Le questionnement écologique s’articule à deux autres discours sur le logement et l’habitat d'une part, la géographie et la lecture esthétique et économique du paysage d'autre part. Ce sont deux représentations de l’espace dans les médias, qui ont une forte dimension politique. Nous souhaitons décrypter ces deux représentations du tsunami par TF1 car selon nous, elles soulignent la fragilité des pays touchés autant que l'importance du secteur touristique dans leur développement et leur économie. Ces espaces de vie et de travail pour les populations locales, se transforment en espaces de désolation et de deuil. Cette transformation est également vécue par les touristes présents sur place : l'espace de la villégiature devient un lieu de violence. Or le basculement d'une signification de l'espace à une autre n’échappe pas aux médias qui soulignent rapidement l'existence d'un « avant » et d'un « après » tsunami, notamment à travers l'information sur la reconstruction et l’aide fournie par les nombreuses associations humanitaires. Le discours de TF1 sur les conséquences de la catastrophe s'attache donc à explorer l'état des lieux après le passage du tsunami en effectuant, notamment, des comparaisons avec le passé. La destruction de l’espace, l’inscription du tsunami dans l’espace, rend la catastrophe palpable, réelle, car les individus, en prise avec ces lieux, doivent tenter de les maîtriser. C'est en partie à ce prix, que la crise engendrée pourra être jugulée.

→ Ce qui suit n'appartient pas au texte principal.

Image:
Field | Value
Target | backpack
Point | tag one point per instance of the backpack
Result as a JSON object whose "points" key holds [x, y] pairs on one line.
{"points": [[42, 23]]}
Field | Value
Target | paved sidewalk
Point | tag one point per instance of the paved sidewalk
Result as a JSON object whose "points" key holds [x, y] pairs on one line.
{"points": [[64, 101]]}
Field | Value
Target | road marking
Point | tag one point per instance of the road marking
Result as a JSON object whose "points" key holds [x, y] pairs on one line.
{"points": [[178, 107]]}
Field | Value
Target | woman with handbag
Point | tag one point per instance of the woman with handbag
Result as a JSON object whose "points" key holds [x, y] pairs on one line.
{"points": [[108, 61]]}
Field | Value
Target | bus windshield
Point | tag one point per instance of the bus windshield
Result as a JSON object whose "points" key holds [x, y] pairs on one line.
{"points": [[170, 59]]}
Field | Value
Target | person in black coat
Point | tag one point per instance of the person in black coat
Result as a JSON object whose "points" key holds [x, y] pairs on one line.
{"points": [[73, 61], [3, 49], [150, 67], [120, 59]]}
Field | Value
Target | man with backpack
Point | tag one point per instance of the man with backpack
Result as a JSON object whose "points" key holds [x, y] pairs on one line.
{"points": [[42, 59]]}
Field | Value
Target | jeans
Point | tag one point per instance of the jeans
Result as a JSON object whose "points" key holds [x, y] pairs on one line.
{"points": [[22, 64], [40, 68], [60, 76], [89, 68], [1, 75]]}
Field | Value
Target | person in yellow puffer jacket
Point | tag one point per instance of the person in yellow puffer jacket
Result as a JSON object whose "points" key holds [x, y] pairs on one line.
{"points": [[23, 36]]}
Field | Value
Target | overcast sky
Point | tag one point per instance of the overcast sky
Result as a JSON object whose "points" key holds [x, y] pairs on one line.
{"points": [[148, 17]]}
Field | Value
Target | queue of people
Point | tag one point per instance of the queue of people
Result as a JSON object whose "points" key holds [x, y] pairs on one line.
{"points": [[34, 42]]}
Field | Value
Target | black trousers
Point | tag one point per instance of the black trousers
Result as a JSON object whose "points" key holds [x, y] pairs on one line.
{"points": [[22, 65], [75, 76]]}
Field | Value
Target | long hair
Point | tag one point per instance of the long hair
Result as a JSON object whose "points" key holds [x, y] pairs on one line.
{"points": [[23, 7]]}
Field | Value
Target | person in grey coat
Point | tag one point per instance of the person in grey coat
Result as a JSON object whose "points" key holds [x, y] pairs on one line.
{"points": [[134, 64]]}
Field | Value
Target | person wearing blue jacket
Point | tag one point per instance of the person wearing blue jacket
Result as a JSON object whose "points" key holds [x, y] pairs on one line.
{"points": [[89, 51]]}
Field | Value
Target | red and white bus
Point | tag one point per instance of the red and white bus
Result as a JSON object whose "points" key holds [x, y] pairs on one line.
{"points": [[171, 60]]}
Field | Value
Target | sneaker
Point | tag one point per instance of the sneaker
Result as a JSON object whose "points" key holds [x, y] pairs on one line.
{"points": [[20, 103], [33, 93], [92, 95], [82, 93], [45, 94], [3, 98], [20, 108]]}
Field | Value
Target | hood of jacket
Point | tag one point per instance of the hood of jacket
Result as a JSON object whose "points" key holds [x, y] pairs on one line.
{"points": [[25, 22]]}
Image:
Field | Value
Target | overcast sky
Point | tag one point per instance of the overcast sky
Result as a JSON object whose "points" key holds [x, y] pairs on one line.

La première représentation est celle des traces laissées par la catastrophe sur le paysage. Toutefois, il faut noter que les destructions constatées s’inscrivent dans des dynamiques de recomposition des paysages qui ont commencé avant le tsunami et qui vont au-delà de la catastrophe. En effet, ces destructions sont aussi à mettre en lien avec les conditions d’appropriation de l’espace dans les pays touchés.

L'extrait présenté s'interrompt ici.